Agreed, when you put it all on a table, roll low or roll high doesn't matter.
It does when you get to modifiy the roll, and the needed math thereof.
It's like a table in 1d100 range but with all breakpoints at 5 point increments is no different than a d20, unless you have modifiers below 5 points. Which MSH/RMSH/AMSH does.
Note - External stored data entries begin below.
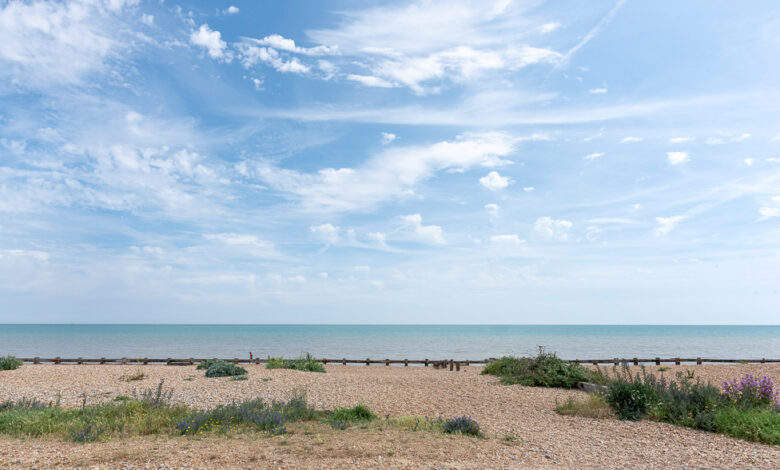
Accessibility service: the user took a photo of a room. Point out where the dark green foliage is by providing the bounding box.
[0,355,22,371]
[711,407,780,445]
[330,404,376,422]
[176,392,314,435]
[441,416,481,436]
[265,353,325,373]
[231,375,248,381]
[606,380,657,420]
[196,359,219,370]
[482,349,589,389]
[204,360,248,378]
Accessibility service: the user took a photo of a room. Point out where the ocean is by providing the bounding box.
[0,324,778,360]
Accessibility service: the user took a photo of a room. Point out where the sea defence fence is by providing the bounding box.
[13,356,780,371]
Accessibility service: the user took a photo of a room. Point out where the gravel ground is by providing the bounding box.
[0,363,778,469]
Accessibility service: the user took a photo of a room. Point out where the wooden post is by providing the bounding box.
[696,357,702,365]
[54,357,61,365]
[592,361,598,366]
[342,358,346,366]
[633,358,638,366]
[166,358,171,366]
[404,359,409,367]
[449,359,454,371]
[77,357,83,365]
[761,358,766,364]
[674,358,681,366]
[465,360,470,366]
[424,358,429,367]
[655,357,661,366]
[189,358,194,365]
[613,358,619,366]
[385,359,390,366]
[366,358,370,366]
[323,359,329,365]
[143,357,149,365]
[33,357,40,364]
[456,361,460,371]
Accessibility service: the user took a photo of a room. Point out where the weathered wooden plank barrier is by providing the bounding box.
[13,357,780,367]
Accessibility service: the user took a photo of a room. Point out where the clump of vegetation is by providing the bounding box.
[441,416,481,437]
[196,359,218,370]
[265,353,325,373]
[120,367,146,382]
[71,422,106,443]
[585,366,780,445]
[482,348,589,389]
[176,392,314,435]
[330,404,376,422]
[555,394,613,419]
[0,355,22,371]
[204,360,248,378]
[133,380,174,408]
[231,375,249,381]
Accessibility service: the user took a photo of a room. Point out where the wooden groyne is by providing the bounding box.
[13,356,780,370]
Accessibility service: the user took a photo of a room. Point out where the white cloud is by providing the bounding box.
[584,152,604,161]
[310,223,340,244]
[1,139,26,154]
[589,88,607,94]
[236,44,308,73]
[223,6,239,15]
[479,171,511,190]
[204,233,281,258]
[758,196,780,219]
[484,203,500,218]
[346,74,394,88]
[705,133,751,145]
[669,136,694,143]
[141,14,154,26]
[252,132,517,211]
[582,129,604,142]
[307,0,561,93]
[490,234,524,245]
[772,133,780,141]
[367,232,389,248]
[0,0,135,87]
[533,216,573,241]
[251,77,264,90]
[766,158,780,164]
[654,215,686,236]
[523,186,535,192]
[667,151,690,165]
[380,132,397,144]
[190,24,231,61]
[318,60,338,79]
[620,136,643,143]
[245,34,338,56]
[400,214,444,245]
[539,22,561,34]
[744,158,754,166]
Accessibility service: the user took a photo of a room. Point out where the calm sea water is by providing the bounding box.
[0,325,778,360]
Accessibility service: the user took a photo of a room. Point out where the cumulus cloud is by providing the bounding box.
[310,223,340,244]
[533,216,573,241]
[190,24,231,61]
[223,6,239,15]
[479,171,511,190]
[667,151,690,165]
[400,214,444,245]
[744,158,754,166]
[141,14,154,26]
[484,203,500,218]
[584,152,604,161]
[705,133,750,145]
[245,34,338,56]
[251,132,517,211]
[758,196,780,219]
[367,231,389,248]
[490,234,524,245]
[654,215,686,236]
[346,74,394,88]
[523,186,535,192]
[236,43,308,73]
[380,132,397,144]
[539,22,561,33]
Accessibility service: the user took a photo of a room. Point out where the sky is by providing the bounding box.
[1,0,779,324]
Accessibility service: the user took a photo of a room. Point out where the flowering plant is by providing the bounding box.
[722,375,779,409]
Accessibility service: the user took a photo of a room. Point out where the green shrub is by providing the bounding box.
[441,416,481,436]
[556,394,613,419]
[606,380,657,420]
[331,404,376,422]
[204,361,247,378]
[482,349,589,389]
[711,406,780,446]
[196,359,219,370]
[0,355,22,371]
[265,353,325,373]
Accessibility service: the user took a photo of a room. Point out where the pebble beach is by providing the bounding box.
[1,363,779,469]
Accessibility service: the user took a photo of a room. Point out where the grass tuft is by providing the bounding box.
[266,353,325,373]
[555,394,613,419]
[330,404,376,422]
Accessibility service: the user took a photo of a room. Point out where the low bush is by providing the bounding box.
[196,359,219,370]
[711,406,780,445]
[441,416,481,437]
[555,394,613,419]
[0,355,22,371]
[176,392,314,435]
[330,404,376,422]
[204,361,247,378]
[722,375,779,409]
[265,353,325,373]
[482,349,589,389]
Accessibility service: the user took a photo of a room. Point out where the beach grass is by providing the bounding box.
[266,353,325,373]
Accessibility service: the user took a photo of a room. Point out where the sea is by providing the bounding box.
[0,324,778,361]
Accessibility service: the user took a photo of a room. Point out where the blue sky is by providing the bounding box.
[1,0,779,324]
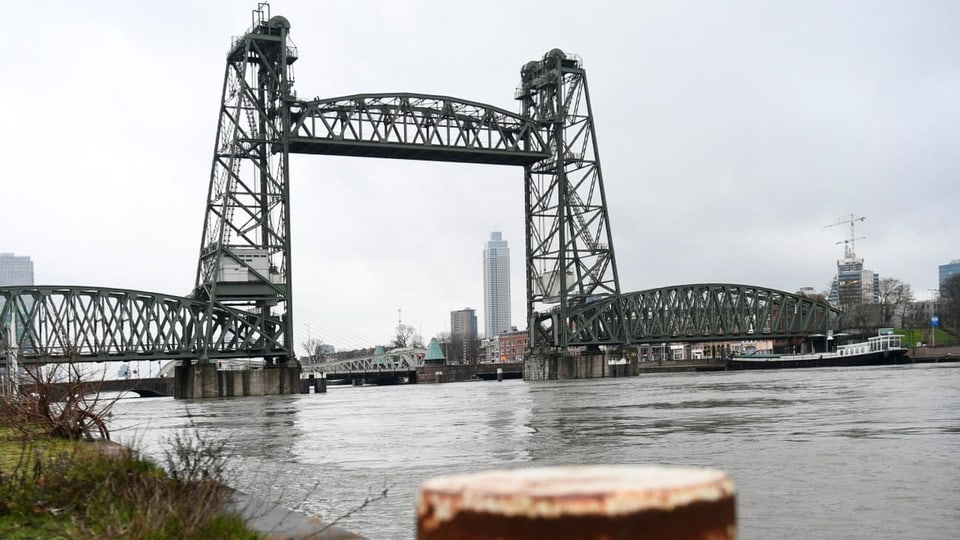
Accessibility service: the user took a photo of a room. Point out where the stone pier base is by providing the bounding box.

Also, not all the entries are on 5 point breaks; in MSH, it's 5 point blocks to 90, then 91-94, 95-97, 98-99, and 00.
One can totally d20-ize Star Frontiers Alpha Dawn and lose almost no granularity outside attributes... but AMSH, a point of Karma matters at least 1/5 of the time... and 4 points matters at least 4/5 of the time.
In re other Roll-High successful games.
Also,
Rolemaster has been a long time stable fanbase, along with companion/derivatives
Spacemaster and
HARP. Plus the OOP
MERP. All of them are 1d100+score, roll high, with 4 basic methods of reading the rolls...
- 1d100 ↕ + skill total + difficulty +situation mods, <0 is a botch, >100 is a success, >200 is essentially a crit
- 1d100 ↑ + skill total + difficulty +situation mods, read result from the attack or spell attack table.
- 1d100 ↕ + skill total + difficulty + situation mods, read result from either the static maneuver or moving maneuver table.
- 1d100 ↕ + skill total + difficulty + situation mods, final total is percentage of stated action accomplished.
The arrows indicate open-ending directions ↑ is uppper; on 96-00, roll another 1d100 and add, with recursion↕ is double open; if the first d100 is 96-100, as ↑, but on 01-05, roll 1d100↑ and subtract...
There's also a pseudoclone of SM, and a pseudoclone of MERP (
Against the Darkmaster) None of them (neither the clones nor SM/RM/MERP/Cyberspace/HARP) are runaway successes, but they have a solid following. a 43 year publishing history with 4+ editions of RM, 3 or more of SM, 2 of MERP (before the license was lost), and then HARP... So, for a single core system across 7 games and a total of a dozen editions.... that's a success, IMO.